Closer field, not dirty air, making overtaking harder in 2024

Alexander Albon, Williams, Spa-Francorchamps, 2024

Williams team principal James Vowles does not believe that overtaking in Formula 1 is inherently harder in 2024 than previous seasons.

Despite Formula 1 revolutionising its technical regulations for the start of the 2022 season to reintroduce ground effect downforce generation to make following behind other cars easier, drivers have reported that overtaking has become more difficult over the last two years.

After the last grand prix before the summer break at Spa-Francorchamps, initial race winner George Russell described overtaking as “so difficult” after he held off Mercedes team mate Lewis Hamilton, a view shared by McLaren’s Lando Norris, who finished fifth after spending several laps unable to pass Max Verstappen.

“I actually felt pretty comfortable out there and in good shape – it’s just overtaking was impossible, so I was a bit stuck,” Norris said.

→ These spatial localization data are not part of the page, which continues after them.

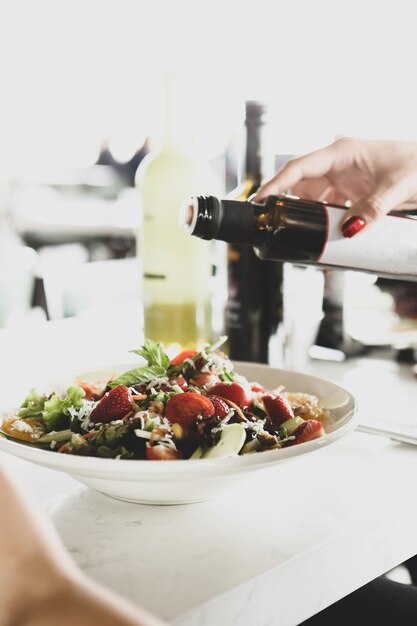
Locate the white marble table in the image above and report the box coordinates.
[2,316,417,626]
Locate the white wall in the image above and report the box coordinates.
[0,0,416,173]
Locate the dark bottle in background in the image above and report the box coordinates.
[225,101,283,364]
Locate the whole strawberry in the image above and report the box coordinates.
[90,385,133,424]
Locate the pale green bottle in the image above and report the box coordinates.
[136,71,218,352]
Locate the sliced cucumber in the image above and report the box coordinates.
[241,438,261,455]
[37,429,72,444]
[279,416,304,435]
[202,424,246,459]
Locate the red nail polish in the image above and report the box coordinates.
[342,216,365,238]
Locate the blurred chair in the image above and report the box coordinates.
[38,244,142,319]
[0,245,38,327]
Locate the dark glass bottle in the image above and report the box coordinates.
[186,194,417,281]
[225,101,283,363]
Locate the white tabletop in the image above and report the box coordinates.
[2,316,417,626]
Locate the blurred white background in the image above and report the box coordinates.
[1,0,416,175]
[0,0,416,333]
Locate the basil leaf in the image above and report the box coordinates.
[108,365,166,389]
[129,339,170,370]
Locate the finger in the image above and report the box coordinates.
[253,145,337,201]
[320,188,351,205]
[341,176,413,237]
[292,179,332,201]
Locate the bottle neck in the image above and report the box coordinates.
[241,101,274,189]
[243,119,263,188]
[187,196,264,244]
[187,195,328,254]
[155,70,194,153]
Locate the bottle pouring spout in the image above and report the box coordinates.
[180,199,196,231]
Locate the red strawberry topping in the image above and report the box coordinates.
[209,396,230,419]
[146,446,182,460]
[165,393,214,427]
[170,349,197,366]
[291,419,325,444]
[208,382,252,409]
[262,393,294,428]
[90,385,133,424]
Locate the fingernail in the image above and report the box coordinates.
[342,216,365,238]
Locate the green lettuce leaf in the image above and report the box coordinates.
[18,388,46,419]
[43,386,85,431]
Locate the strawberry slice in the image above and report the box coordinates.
[90,385,133,424]
[167,375,188,390]
[262,393,294,428]
[189,371,219,389]
[209,396,230,419]
[251,382,264,393]
[170,349,197,366]
[292,419,325,444]
[146,445,182,460]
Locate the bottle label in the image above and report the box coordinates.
[319,206,417,276]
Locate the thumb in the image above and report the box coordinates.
[341,179,410,238]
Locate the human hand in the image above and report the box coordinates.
[253,137,417,236]
[0,463,76,622]
[0,463,166,626]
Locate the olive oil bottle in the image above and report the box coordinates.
[186,194,417,280]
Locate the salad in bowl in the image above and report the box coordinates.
[1,337,332,462]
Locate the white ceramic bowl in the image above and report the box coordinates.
[0,362,357,505]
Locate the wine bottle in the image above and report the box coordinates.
[225,101,283,363]
[185,194,417,280]
[135,71,216,351]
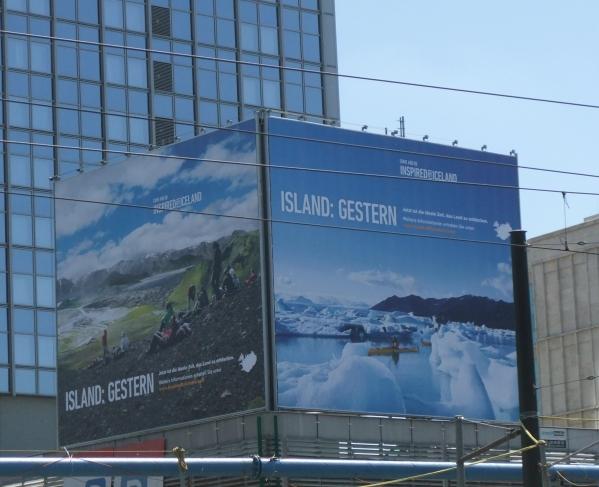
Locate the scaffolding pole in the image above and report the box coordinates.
[1,457,599,483]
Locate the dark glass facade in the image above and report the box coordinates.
[0,0,339,397]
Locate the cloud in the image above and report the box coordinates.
[277,275,294,286]
[56,135,256,239]
[56,154,186,238]
[175,135,257,189]
[348,269,415,294]
[482,262,513,299]
[58,190,259,281]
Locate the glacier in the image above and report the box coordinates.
[275,295,517,421]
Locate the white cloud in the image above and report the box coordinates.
[482,262,513,299]
[58,190,259,281]
[56,136,256,239]
[175,135,257,189]
[348,269,415,294]
[56,154,186,238]
[277,275,294,286]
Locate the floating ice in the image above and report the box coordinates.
[278,343,406,413]
[429,325,517,420]
[275,295,517,420]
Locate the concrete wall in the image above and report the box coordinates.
[0,396,57,454]
[529,218,599,428]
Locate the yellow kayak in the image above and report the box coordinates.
[368,346,418,356]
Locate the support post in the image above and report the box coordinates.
[257,416,264,487]
[537,437,550,487]
[510,230,542,486]
[455,416,466,487]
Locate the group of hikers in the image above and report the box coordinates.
[147,301,192,354]
[95,242,260,360]
[207,242,257,302]
[91,329,130,368]
[147,242,258,354]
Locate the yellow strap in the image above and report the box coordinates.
[361,442,541,487]
[520,422,543,446]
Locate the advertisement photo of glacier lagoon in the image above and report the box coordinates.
[273,225,519,422]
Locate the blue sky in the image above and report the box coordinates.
[269,119,519,304]
[56,125,259,281]
[335,1,599,239]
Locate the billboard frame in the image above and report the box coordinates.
[262,114,521,422]
[256,112,275,413]
[55,119,270,447]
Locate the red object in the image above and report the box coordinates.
[73,438,166,458]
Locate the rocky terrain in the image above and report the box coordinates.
[371,294,515,330]
[58,283,265,445]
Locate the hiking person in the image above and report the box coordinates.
[187,284,196,311]
[148,323,173,353]
[175,321,192,340]
[101,329,109,363]
[161,302,175,331]
[148,303,177,353]
[228,266,240,288]
[245,269,257,286]
[210,242,222,297]
[222,270,235,294]
[120,331,129,352]
[198,287,209,308]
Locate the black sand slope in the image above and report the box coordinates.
[58,283,265,445]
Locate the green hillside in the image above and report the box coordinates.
[167,230,260,307]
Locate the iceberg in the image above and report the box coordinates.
[274,294,518,421]
[429,325,517,420]
[278,343,406,413]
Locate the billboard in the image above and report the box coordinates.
[56,121,265,444]
[267,118,521,421]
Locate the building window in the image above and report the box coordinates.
[0,308,8,366]
[14,368,36,394]
[0,367,8,393]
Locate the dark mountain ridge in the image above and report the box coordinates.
[58,230,257,303]
[371,294,514,330]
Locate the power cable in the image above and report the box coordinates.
[4,96,599,183]
[3,138,599,198]
[3,29,599,111]
[6,184,599,260]
[535,376,599,390]
[554,470,596,487]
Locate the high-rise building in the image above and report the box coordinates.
[0,0,339,451]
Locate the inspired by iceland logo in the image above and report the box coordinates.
[238,351,257,373]
[493,221,513,240]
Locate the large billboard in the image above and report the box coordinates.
[267,118,520,421]
[56,121,265,444]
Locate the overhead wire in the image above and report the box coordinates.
[4,96,599,184]
[2,29,599,111]
[554,471,597,487]
[0,19,594,487]
[539,415,599,423]
[360,423,543,486]
[3,138,599,199]
[535,375,599,390]
[5,182,599,260]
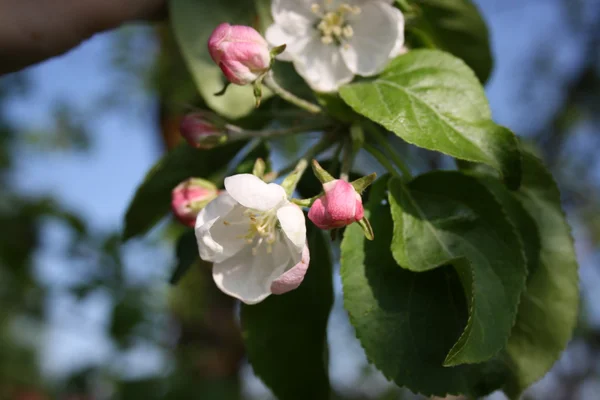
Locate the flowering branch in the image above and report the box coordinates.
[226,121,332,142]
[263,71,323,114]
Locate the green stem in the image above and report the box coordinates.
[340,136,354,181]
[263,72,323,114]
[227,121,331,142]
[365,123,412,179]
[363,143,402,179]
[328,141,344,176]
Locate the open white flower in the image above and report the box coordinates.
[266,0,405,92]
[195,173,308,304]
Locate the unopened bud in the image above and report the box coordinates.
[208,23,271,86]
[180,113,227,149]
[171,178,219,227]
[308,179,364,230]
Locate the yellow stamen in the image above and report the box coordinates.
[314,2,360,46]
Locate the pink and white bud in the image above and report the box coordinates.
[270,242,310,295]
[208,23,271,86]
[308,179,365,230]
[171,178,219,227]
[180,113,227,149]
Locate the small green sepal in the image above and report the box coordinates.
[357,217,374,240]
[214,81,231,96]
[270,44,287,59]
[253,80,263,108]
[351,173,377,193]
[253,158,266,179]
[311,159,335,184]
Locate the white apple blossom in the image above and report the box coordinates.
[266,0,405,92]
[195,173,308,304]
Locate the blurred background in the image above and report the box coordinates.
[0,0,599,398]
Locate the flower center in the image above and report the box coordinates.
[311,1,360,46]
[243,209,279,255]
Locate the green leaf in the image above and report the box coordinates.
[170,0,261,118]
[405,0,493,83]
[388,172,527,366]
[502,152,579,398]
[341,176,507,397]
[339,50,521,189]
[123,142,247,241]
[170,230,198,284]
[241,225,334,400]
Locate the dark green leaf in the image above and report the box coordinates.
[170,230,198,284]
[241,225,334,400]
[388,172,527,365]
[123,142,246,241]
[502,152,579,398]
[170,0,259,118]
[341,176,507,397]
[339,50,521,189]
[405,0,493,83]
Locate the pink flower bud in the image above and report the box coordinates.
[208,23,271,86]
[308,180,364,230]
[171,178,219,227]
[180,113,227,149]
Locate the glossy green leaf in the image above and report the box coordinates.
[388,172,527,365]
[123,142,248,241]
[339,50,521,189]
[341,176,507,397]
[241,225,334,400]
[502,152,579,398]
[170,0,260,118]
[405,0,493,83]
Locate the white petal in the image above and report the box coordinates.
[213,238,297,304]
[340,1,403,76]
[265,24,294,61]
[388,6,406,59]
[224,174,287,211]
[293,39,354,92]
[271,0,315,35]
[195,194,249,263]
[271,242,310,294]
[195,194,236,262]
[276,203,306,252]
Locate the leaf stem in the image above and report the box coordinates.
[363,143,402,179]
[364,123,412,179]
[227,121,331,142]
[263,71,323,114]
[340,136,353,181]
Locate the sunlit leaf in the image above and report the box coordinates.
[340,50,521,189]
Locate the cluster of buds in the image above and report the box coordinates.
[171,178,219,227]
[307,160,374,239]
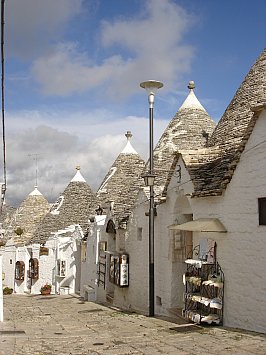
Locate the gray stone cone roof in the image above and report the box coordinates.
[208,48,266,148]
[97,152,145,221]
[179,48,266,197]
[151,87,215,195]
[4,190,50,246]
[0,204,16,225]
[32,179,97,244]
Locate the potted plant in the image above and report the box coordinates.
[3,286,13,295]
[40,283,52,295]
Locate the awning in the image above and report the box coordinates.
[168,218,227,233]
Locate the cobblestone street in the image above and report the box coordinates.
[0,294,265,355]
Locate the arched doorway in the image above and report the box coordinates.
[169,194,193,310]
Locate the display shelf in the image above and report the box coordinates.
[183,242,224,325]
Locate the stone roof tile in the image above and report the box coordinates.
[97,132,145,222]
[152,83,216,195]
[4,188,50,246]
[184,48,266,197]
[32,169,97,244]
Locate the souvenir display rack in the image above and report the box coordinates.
[183,244,224,325]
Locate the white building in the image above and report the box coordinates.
[129,48,266,333]
[82,132,145,304]
[28,167,97,295]
[161,48,266,333]
[2,186,50,293]
[121,81,216,316]
[86,48,266,334]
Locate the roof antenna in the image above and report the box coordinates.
[28,153,41,188]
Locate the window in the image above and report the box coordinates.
[57,260,67,277]
[258,198,266,225]
[29,258,39,279]
[15,261,25,281]
[137,227,142,241]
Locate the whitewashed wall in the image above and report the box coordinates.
[2,246,16,290]
[117,190,149,314]
[2,226,83,296]
[166,109,266,333]
[81,216,107,301]
[28,242,55,294]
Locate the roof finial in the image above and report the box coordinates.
[125,131,132,141]
[188,80,195,90]
[121,131,138,154]
[71,165,86,182]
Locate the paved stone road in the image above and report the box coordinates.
[0,294,265,355]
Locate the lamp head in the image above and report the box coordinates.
[142,173,155,187]
[140,80,163,107]
[140,80,164,95]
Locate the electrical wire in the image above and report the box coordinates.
[0,0,6,212]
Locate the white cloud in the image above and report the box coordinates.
[3,109,168,206]
[31,0,195,98]
[3,0,191,206]
[6,0,83,59]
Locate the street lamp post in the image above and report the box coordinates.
[140,80,163,317]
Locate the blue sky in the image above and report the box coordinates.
[3,0,266,205]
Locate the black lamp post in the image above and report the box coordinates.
[140,80,163,317]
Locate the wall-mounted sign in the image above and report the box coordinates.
[108,253,129,287]
[39,247,49,256]
[119,254,129,287]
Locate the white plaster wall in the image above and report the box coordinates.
[27,243,55,295]
[2,246,16,290]
[56,237,78,294]
[186,110,266,333]
[114,173,193,317]
[81,221,102,299]
[153,160,194,317]
[80,240,93,299]
[122,192,149,314]
[13,247,30,294]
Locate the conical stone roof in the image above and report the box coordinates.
[97,132,145,221]
[208,48,266,148]
[32,167,97,244]
[180,48,266,197]
[4,187,50,246]
[151,81,216,194]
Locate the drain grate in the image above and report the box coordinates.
[0,330,26,335]
[78,309,104,314]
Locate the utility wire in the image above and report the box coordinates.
[0,0,6,212]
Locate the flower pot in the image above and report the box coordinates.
[41,289,51,295]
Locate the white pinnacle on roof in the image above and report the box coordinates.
[179,81,206,112]
[29,186,43,196]
[121,131,138,154]
[71,166,86,182]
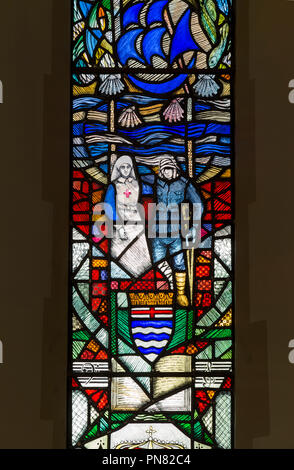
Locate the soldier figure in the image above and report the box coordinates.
[147,155,203,307]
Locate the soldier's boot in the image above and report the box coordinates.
[175,272,189,307]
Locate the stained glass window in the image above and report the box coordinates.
[70,0,233,450]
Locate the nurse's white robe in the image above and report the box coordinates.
[111,176,152,277]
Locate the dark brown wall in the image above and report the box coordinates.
[0,0,293,448]
[0,0,70,448]
[235,0,294,448]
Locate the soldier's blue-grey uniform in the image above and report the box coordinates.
[144,173,203,271]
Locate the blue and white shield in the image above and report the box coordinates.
[131,307,173,363]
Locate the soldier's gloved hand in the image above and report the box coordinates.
[185,226,197,246]
[118,226,128,240]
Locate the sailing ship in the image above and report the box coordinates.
[116,0,231,94]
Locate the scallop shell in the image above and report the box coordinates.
[99,74,125,95]
[118,106,142,128]
[194,74,220,97]
[163,98,184,123]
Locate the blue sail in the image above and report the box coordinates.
[117,28,144,65]
[123,2,144,28]
[169,9,199,63]
[146,0,169,25]
[142,27,166,64]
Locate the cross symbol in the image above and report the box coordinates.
[124,189,132,198]
[146,426,156,440]
[149,307,156,319]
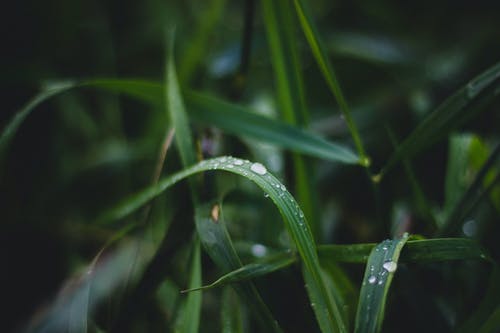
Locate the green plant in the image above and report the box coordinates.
[1,1,499,332]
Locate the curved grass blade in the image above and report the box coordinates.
[0,79,359,167]
[195,203,284,332]
[354,233,410,333]
[379,61,500,177]
[293,0,368,165]
[98,156,347,332]
[175,239,202,333]
[182,251,295,293]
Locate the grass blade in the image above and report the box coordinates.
[379,61,500,177]
[186,91,359,164]
[354,233,410,333]
[97,156,346,332]
[195,203,283,332]
[182,252,295,293]
[175,239,202,333]
[318,238,489,264]
[221,287,244,333]
[293,0,369,165]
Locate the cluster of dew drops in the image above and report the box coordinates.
[363,233,409,288]
[198,156,308,230]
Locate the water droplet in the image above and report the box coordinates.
[264,193,270,198]
[382,261,398,273]
[251,244,267,257]
[382,245,388,251]
[280,184,286,191]
[299,211,304,218]
[378,279,384,285]
[233,159,244,166]
[227,164,234,168]
[250,162,267,175]
[368,275,377,284]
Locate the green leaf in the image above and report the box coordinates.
[380,61,500,176]
[221,287,244,333]
[293,0,368,164]
[354,233,409,333]
[186,91,359,164]
[195,203,283,332]
[98,156,346,332]
[175,239,202,333]
[182,252,295,292]
[0,79,359,167]
[318,238,489,264]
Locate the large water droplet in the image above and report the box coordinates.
[382,261,398,273]
[368,275,377,284]
[233,159,244,166]
[250,162,267,175]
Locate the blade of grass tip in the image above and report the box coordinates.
[293,0,369,167]
[181,252,295,293]
[175,239,202,333]
[354,233,410,333]
[195,203,284,332]
[98,157,347,332]
[378,61,500,178]
[221,287,244,333]
[261,0,320,240]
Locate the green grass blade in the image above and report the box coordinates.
[0,79,359,167]
[175,239,202,333]
[354,233,410,333]
[182,252,295,293]
[261,0,320,241]
[318,238,489,264]
[221,288,244,333]
[293,0,369,165]
[186,91,359,164]
[97,156,346,332]
[195,203,284,332]
[379,61,500,177]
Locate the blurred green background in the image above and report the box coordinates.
[1,1,499,332]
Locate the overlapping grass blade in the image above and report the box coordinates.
[97,156,346,332]
[182,251,295,293]
[195,204,283,332]
[380,61,500,177]
[354,233,410,333]
[293,0,368,164]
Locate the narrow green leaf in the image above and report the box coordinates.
[380,61,500,177]
[182,252,295,292]
[221,287,244,333]
[98,156,345,332]
[195,203,283,332]
[175,239,202,333]
[293,0,369,165]
[318,238,489,264]
[186,91,359,164]
[0,79,359,167]
[261,0,320,242]
[354,233,410,333]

After Alexander Albon was unable to find a way by Lance Stroll despite the spending the final seven laps of the race within DRS range of the Aston Martin, Vowles says his driver was far from alone in struggling to overtake at Spa.

“Overtaking at Spa looks easy in principle. There’s very long straights, especially when you look at turn one exit, going up through Eau Rouge and then that long run down to turn five [Les Combes] – and yet, we didn’t see a lot,” Vowles explained in a video on Williams’ website.

“You needed quite a big tyre delta in order to make that work, and even then it wasn’t enough. Look at the front: the two Mercedes runners – there wasn’t an overtake taking place there [between Russell and Lewis Hamilton], despite the two different strategies.”

Vowles believes that the challenges drivers are facing in following and passing rival cars reflects the closer performance level between cars in the field, rather than an increased problem of dirty air.

“I think what you’re more seeing now is a field that is much, much closer than before,” he explained. “A field where there isn’t tenths between cars, but rather milliseconds. And when that happens, overtaking is just a lot more tricky. You need a lot more tyre delta in order to make it happen.

“So is it harder this year than any other year? I don’t think so. Are the teams close together? Yes. And I think that’s fundamentally it.”